Тут внимание Курбского было отвлечено шумной перебранкой у ворот в предместье Сечи — крамный базар. Два запорожца отчаянного вида норовили прорваться в ворота: кучка же здоровенных молодцов из базарных людей, вооруженных дубинками, не пропускала буянов, наделяя их кстати и тумаками.

— Что у них там? — заметил Курбский.

— А сиромашня! — вполголоса отвечал Коваль. — Это не дай Бог — самый бесшабашный народ.

— Чернь, значит?

— Вот, вот. Настоящие лыцари никого даром не обижают, разве что во хмелю. А сиромашне нечего терять; ну, и озорничает. Вот послушай-ка, послушай!

— Ах, вы, лапотники проклятые! — орали запорожцы. — Что толкаетесь! Нам только бы погулять, пройтись по базару…

— Нечего вам там прохаживаться, — отвечали базарные молодцы. — Поп в колокол, а вы за ковш.

— Да вам-то что за дело? Может, и товару какого купим.

— Вы-то купите? А где у вас гроши? На брюхе шелк, а в брюхе щелк.

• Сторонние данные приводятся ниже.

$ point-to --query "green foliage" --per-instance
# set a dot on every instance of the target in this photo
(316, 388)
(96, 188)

— Что? Что? Ах, вы, лычаки! Пенька-дерюга!

— А вы — кармазины!

— Так вам за честь еще поговорить с нами. Кармазин — сукно красное, панское; стало, мы те же паны. А вашей братии красный цвет и носить-то заказано.

— Не жупан красит пана, а пан жупана. Цвета наши те же, что в мире Божием: небо — синее, мурава — зеленая, земля — бурая. Кому еще перед кем гордыба-чить. Проваливайте, панове, подобру-поздорову! Некогда нам с вами хороводиться.

— Хоть бы ясновельможного пана постыдились, — прибавил другой молодец указывая на подошедшего Курбского. — Как расскажет еще вашему куренному атаману… Оба запорожца только, кажется, заметили «ясновельможного пана». Как богатырский рост, так и благородная осанка и богатый наряд Курбского несколько охладили их задор.

— А начхать нам на куренного!.. — пробормотал один из них, переглядываясь с товарищем.

— Ужо, после обеда рассчитаемся! — пригрозил тот со своей стороны, и, молодецки заломив набекрень свои затасканные бараньи шапки с полинялым красным колпаком, оба повернули обратно к своему куреню.

— Что, небось, не задалось! — говорили вслед им базарные молодцы. — Хуже нет ворога лютого.

— Но ведь они только в шинок собирались? — заметил Курбский. — Хотя перед обедней оно, точно, негоже…

— А не слышал ты разве, мосьпане, что они грозились после обедни с нами рассчитаться?

— Ну, это только так к слову.

— То то, что нет. Они загодя уже, знать, хотели высмотреть на базаре, где что плохо лежит. Совсем как те оглашенные, про которых поп говорит в церкви: «Ходят вокруг подобно льву рыкающему, ищуще кого пожрати». Как только кончится рада, пойдет у них по всей Сечи пир горой. Ну, а сиромашня эта, разгулявшись, того и гляди, на крамный базар нагрянет, почнет шинки разбивать, а там и дома громить, лавки торговые. Вот мы тут пред радой денно нощно и стережем наше добро. Беда с ними, горе одно!